Shrewsbury and Telford Hospital NHS Trust is at the centre of the largest inquiry in the history of the NHS into maternity care, which is expected to report next month.
In Maternity Scandal: Fighting for the Truth, BBC Panorama looks at the Ockenden Inquiry, the official investigation which is examining the care that 1,862 families received at the trust. Over twenty years, babies that should have been born healthy suffered permanent harm or died due to poor maternity care.
Kashmir Uppal, medical negligence specialist partner in our clinical negligence team, has represented some of the women affected in the investigation.

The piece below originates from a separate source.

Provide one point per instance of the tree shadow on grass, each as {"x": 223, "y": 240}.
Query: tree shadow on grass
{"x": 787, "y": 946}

She said today: The trauma and pain suffered by our clients, such as Kamaljit, (who is featured in the Panorama programme), is heart-breaking and intolerable. If the Trust had listened to the concerns raised by pregnant women and not forced them into a birth process which was dangerous for both mother and baby, the lives of many babies could have been saved. It is extremely concerning that the Trust sought to avoid caesarean sections simply to meet targets.
Ockenden was commissioned in April 2017 by the then Health Secretary Jeremy Hunt to look into the deaths of 23 babies and mothers, allegedly as a result of poor care, at Shrewsbury and Telford Hospital NHS Trust. Maternity care at the Trust in recent years has been the subject of no fewer than six separate inquiries, including one by the Royal College of Obstetricians and Gynaecologists.
Her report is expected to be concluded by March 24.